このテキストはベネズエラから京都の大学に留学していたElisa Ovalles(エリサ・オヴァイエス)さんが、“Medium”に8月6日に投稿し、特に在日外国人のコミュニティーで大きな話題となった体験談の日本語訳です。日本政府の厳しい入国制限により、どんな理由があろうとも永住権を持っていようとも一度国外に出たら日本に再入国できないという異常事態がつづき、多くの在日外国人が苦境に立たされていることは日本語のメディアでも少しずつ報道されるようになりました。
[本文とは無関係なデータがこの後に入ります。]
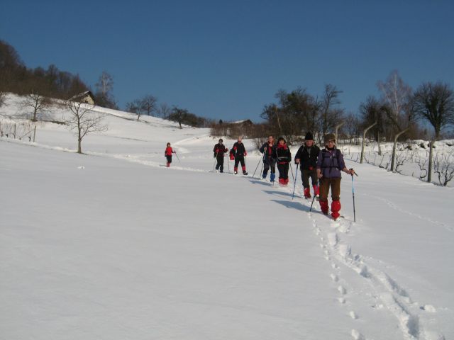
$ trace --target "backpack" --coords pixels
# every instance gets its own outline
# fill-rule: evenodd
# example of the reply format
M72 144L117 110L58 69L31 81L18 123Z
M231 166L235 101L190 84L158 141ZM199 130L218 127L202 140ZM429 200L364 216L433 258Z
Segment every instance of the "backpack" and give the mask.
M342 170L341 169L339 168L339 155L340 154L340 150L338 148L336 149L336 152L334 152L334 157L337 159L337 166L323 166L324 164L324 159L325 158L331 158L331 156L325 156L325 154L328 154L328 152L326 151L326 149L323 149L323 150L321 151L321 169L328 169L329 168L330 169L330 172L331 172L331 169L333 168L337 168L339 170ZM333 164L333 163L331 163Z

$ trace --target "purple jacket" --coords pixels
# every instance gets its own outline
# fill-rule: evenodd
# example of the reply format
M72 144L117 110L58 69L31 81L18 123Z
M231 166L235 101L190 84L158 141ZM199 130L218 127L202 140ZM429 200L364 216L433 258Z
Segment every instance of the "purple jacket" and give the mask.
M337 154L337 157L336 157ZM345 167L342 152L334 148L328 150L325 148L319 154L317 169L321 169L321 174L327 178L342 177L340 171Z

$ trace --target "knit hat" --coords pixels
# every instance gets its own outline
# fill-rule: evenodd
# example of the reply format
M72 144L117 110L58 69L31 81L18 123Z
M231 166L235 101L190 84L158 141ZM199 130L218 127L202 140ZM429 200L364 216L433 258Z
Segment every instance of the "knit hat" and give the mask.
M328 144L328 142L329 142L330 140L333 140L336 143L336 136L333 133L328 133L323 136L323 144L325 145L326 145Z

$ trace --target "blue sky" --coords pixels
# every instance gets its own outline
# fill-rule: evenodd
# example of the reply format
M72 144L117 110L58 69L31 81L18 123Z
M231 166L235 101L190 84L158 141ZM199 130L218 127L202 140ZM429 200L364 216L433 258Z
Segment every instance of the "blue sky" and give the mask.
M393 69L454 85L454 1L2 0L0 39L26 64L114 77L121 107L144 94L223 120L260 121L279 89L343 92L356 113Z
未知の感染症によって世界が一変し、経済的・政治的に比較的弱い立場の国のひとたちが特に突発的なルールの設定や変更に翻弄されて、人生がままならなくなってしまっています。
今回Elisaがシェアしてくれた体験は、それとはまた違う原因で起きたトラブルですが、彼女も本文中で触れているように、「日本にいると人道的な支援がほとんど受けられない」ため、たまたま旅行で日本に遊びに来ていてコロナの蔓延で国に帰れなくなってしまい、そのままずっと京都や東京にとじこめられているという外国人観光客もたくさんいました。家族や友達と会うことも普段通りの生活もできず、所持金にも限りがあり、言葉も慣習もなにもわからないというひとたちが、もしかしたらあなたのすぐ近くで息を潜めて生活しているかもしれません。

今回の和訳にあたっては、なるべくご本人の意図を外さないようにしつつも、読みやすくまた日本語としてのリズムがあるように、変えるべきところは結構アレンジしています。元は英語のテキストですが、比較的平易に書かれていますので、もし興味のある方は彼女のMediumのページでご覧ください。また、なるべく早く公開できるように急いで作業した部分もあるので、間違いや修正すべき点があったら教えてもらえれば、できるだけ対応します。Elisa本人にも確認してもらって、「特にダイアローグ部分が気に入った。自分がもし日本語で喋るとしたらこういう感じだろうと思えた」と言ってくれたので、基本的には大丈夫だと思いますが。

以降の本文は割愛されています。